Il y a des expériences qui te changent sans que tu t'en rendes compte sur le moment. La marche solitaire de trois jours à travers le Luxembourg en fait partie.
C'était une épreuve scout. À 16 ans, sac sur le dos, une carte papier, un téléphone verrouillé pour les urgences uniquement, de la nourriture pour tenir trois jours — et c'est tout. Pas de GPS, pas de musique, pas de notifications. Juste les jambes et le silence.
Le premier choc, c'est la lenteur. On oublie à quel point on est habitué à aller vite — métro, voiture, train. À pied, les kilomètres se méritent. Les paysages défilent lentement, vraiment lentement, et paradoxalement c'est là qu'on commence à les voir. Des forêts, des vallées, des routes qui serpentent — des décors que j'aurais traversés sans lever les yeux depuis un siège de voiture.
Le deuxième choc, c'est la solitude. Pas une mauvaise solitude — une solitude totale, presque inconfortable au début. Pas de fond sonore, pas d'écran à consulter pour meubler le vide. Juste le bruit des pas, le vent, et les pensées qui s'installent quand on ne les noie plus sous les notifications.

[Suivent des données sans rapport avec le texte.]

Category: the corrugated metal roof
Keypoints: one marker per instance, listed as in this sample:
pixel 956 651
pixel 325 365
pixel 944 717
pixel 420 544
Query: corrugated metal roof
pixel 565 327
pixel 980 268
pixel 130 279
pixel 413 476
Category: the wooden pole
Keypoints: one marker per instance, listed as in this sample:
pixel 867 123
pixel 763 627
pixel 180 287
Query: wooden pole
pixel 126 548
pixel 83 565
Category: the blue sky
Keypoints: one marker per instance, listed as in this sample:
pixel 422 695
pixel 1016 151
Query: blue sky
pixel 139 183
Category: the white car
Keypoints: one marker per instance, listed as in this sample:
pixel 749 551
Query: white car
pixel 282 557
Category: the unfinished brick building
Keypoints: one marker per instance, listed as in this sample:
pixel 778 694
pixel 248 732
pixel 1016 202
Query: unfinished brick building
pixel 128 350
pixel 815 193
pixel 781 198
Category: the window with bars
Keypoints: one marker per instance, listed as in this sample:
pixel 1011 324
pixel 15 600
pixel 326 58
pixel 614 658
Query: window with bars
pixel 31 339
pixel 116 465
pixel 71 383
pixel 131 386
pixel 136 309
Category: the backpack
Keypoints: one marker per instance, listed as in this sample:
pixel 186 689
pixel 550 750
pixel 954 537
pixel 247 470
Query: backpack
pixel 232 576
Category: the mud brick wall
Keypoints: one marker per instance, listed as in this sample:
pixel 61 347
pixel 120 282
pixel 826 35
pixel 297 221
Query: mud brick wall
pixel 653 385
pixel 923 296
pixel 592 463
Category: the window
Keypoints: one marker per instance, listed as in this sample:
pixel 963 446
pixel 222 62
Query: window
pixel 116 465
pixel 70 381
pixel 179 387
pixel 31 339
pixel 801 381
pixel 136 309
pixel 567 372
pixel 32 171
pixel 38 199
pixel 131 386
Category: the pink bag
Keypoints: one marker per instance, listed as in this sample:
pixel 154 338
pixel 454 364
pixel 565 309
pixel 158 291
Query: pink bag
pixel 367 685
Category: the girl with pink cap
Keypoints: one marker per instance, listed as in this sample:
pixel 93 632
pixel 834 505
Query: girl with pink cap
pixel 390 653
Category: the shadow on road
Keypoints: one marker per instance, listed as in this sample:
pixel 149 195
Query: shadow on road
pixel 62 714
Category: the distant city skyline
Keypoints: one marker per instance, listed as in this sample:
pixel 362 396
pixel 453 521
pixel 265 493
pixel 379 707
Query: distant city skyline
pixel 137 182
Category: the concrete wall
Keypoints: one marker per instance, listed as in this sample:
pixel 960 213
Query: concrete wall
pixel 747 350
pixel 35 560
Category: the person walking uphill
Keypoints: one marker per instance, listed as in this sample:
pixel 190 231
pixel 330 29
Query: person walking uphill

Et puis il y a les rencontres. Des fermiers croisés sur le chemin qui m'ont tendu du pain et du lait fraîchement récolté, sans me demander quoi que ce soit. Un geste simple, presque d'un autre temps. Ces moments-là , aucune application ne peut les générer.
Ce que j'ai ramené de ces trois jours tient dans une phrase : on confond confort et bonheur beaucoup trop facilement. La technologie est un outil extraordinaire — je le pense sincèrement, et ma passion pour le code le prouve. Mais savoir s'en passer, même temporairement, c'est peut-être la compétence la plus précieuse que le scoutisme m'ait apprise.